Mientras que los segundos, implican la demostración de, por lo menos, uno de los siguientes vicios: a) un defecto orgánico (falta de competencia del funcionario judicial); b) un defecto procedimental absoluto (desconocer el procedimiento legal establecido); c) un defecto fáctico (que la decisión carezca de fundamentación probatoria); d) un defecto material o sustantivo (aplicar normas inexistentes o inconstitucionales); e) un error inducido (que la decisión judicial se haya adoptado con base en el engaño de un tercero); f) una decisión sin motivación (ausencia de fundamentos fácticos y jurídicos en la providencia); g) un desconocimiento del precedente (apartarse de los criterios de interpretación de los derechos definidos por la Corte Constitucional) y h) la violación directa de la Constitución.
Así, los criterios previamente reseñados constituyen un catálogo a partir del cual es posible comprender y justificar a la luz de la Constitución y de los instrumentos internacionales de derechos humanos, la procedencia excepcional de la acción de tutela contra providencias judiciales.
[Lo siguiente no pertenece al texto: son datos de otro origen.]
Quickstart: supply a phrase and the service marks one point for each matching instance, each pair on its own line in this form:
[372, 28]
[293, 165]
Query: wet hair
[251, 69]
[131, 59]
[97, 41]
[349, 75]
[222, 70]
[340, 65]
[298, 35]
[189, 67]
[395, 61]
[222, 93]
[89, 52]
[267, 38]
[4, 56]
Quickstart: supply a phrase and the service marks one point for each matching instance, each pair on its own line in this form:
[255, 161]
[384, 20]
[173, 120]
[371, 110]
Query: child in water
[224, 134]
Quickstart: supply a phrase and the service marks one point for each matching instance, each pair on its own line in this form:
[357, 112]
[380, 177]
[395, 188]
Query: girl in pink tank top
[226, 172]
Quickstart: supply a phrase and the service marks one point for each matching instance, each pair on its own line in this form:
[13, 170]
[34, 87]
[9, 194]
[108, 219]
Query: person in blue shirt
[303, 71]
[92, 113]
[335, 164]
7. Expuesto lo anterior, y una vez revisadas las diligencias, desde ahora la Sala advierte, que en el asunto sub lite no es procedente el recurso de amparo propuesto, toda vez que no concurre ninguno de los presupuestos antes referenciados para declarar la viabilidad de la acción de tutela contra providencias judiciales, como pasa a exponerse:
7.1. Como punto de partida se tiene que la parte aquí demandante no cumplió con el requisito de subsidiariedad que de conformidad con lo establecido en el inciso 3º del artículo 86 de la Constitución Política y en el numeral 1º del artículo 6º del Decreto 2591 de 1991, implica que por regla general, la solicitud de amparo sólo procede cuando se han agotado oportunamente todos y cada uno de los recursos o medios de defensa judiciales previstos por el legislador para obtener la protección de los derechos presuntamente vulnerados.
Lo anterior por cuanto, en el caso concreto, por razones que sólo atañen al actor, dentro de la actuación procesal cuestionada, no interpuso –pudiendo hacerlo y contando con las garantías para ello– el recurso extraordinario de casación en contra de la sentencia de segunda instancia del 16 de julio de 2014, proferida por la Sala Penal del Tribunal Superior del Distrito Judicial de Neiva, por medio de la cual, confirmó el fallo condenatorio dictado el 20 de febrero de 2014 por el Juzgado 1º Penal del Circuito con Funciones de Conocimiento de Pitalito.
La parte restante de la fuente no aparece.